Vexera - Vexera unresponsive – Incident details

All systems operational

Vexera unresponsive

Resolved
Major outage
Started over 2 years agoLasted 20 minutes

Affected

Bot

Major outage from 6:45 PM to 7:05 PM

Commands processing

Major outage from 6:45 PM to 7:05 PM

Updates
  • Resolved
    Resolved

    Vexera was unresponsive for about 10 minutes (18:44-18:53 UTC). This issue is due to the deployment of a bogus update.

    The update was quickly tested on our beta instance before the deployment, and no issues were found (we used only very simple tests/commands).
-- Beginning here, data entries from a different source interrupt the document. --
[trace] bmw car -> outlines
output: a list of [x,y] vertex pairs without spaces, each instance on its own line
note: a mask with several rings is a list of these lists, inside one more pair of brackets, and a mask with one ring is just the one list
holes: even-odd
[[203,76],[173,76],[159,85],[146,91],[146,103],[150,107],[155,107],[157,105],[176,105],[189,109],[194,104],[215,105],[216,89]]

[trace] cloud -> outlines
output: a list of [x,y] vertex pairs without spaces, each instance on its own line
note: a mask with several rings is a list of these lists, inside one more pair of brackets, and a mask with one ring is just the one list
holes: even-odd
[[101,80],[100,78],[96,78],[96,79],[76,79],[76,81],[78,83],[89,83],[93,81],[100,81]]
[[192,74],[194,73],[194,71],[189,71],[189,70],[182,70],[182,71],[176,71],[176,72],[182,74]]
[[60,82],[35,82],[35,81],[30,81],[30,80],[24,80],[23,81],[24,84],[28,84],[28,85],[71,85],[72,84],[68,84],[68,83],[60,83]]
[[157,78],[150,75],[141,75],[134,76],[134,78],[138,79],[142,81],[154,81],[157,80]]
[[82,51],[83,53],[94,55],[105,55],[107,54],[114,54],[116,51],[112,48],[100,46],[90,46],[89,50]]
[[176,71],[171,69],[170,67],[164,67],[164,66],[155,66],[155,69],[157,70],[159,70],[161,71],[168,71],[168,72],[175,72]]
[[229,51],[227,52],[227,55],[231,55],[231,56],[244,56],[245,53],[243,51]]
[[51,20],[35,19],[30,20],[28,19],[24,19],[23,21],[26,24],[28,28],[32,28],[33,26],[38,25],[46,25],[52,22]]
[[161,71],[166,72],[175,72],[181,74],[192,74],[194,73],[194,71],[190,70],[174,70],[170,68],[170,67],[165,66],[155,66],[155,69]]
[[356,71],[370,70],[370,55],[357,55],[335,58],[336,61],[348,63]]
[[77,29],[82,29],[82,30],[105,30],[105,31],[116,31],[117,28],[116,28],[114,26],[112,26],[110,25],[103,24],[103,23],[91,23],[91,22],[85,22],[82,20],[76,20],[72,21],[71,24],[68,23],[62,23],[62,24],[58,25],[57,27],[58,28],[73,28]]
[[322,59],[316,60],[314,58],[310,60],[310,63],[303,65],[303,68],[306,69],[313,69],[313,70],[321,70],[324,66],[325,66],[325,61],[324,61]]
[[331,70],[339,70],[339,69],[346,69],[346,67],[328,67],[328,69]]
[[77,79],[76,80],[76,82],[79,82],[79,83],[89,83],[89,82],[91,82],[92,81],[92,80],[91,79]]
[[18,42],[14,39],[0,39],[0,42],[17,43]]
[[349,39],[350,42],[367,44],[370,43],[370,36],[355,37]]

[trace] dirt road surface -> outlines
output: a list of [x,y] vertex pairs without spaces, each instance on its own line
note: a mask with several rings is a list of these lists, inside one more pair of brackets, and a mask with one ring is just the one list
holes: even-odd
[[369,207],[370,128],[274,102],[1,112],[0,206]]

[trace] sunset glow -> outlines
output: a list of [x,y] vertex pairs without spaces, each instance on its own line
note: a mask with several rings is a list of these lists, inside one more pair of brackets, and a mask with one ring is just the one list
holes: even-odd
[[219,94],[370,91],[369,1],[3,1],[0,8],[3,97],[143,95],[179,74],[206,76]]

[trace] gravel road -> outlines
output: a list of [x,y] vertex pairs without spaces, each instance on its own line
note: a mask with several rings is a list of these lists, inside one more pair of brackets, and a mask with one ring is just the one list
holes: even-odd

Edit: See at the end
    The issue was therefore only identified when the update got deployed to our production instance, as alarms about high errors rate fired.

    We immediately initiated a rollback, but an issue in our orchestrator prevented it from automatically receiving the rollback instruction, delaying the recovery of Vexera.

    Please accept our apologies for this outage 😦


    Edit: After investigation, it looks like we had almost zero chances to identify the bug.
    The bug occurs only if the user sending the message doesn't have any configuration option set in our database (eg. if you never used +userlocale or such commands). We actually have user config set on our accounts on both our dev and beta instances…

  • Monitoring
    Monitoring

    We rolled back an update and currently monitoring the result.

  • Investigating
    Investigating

    Our monitoring system fired an alert regarding elevated errors rate. We are investigating!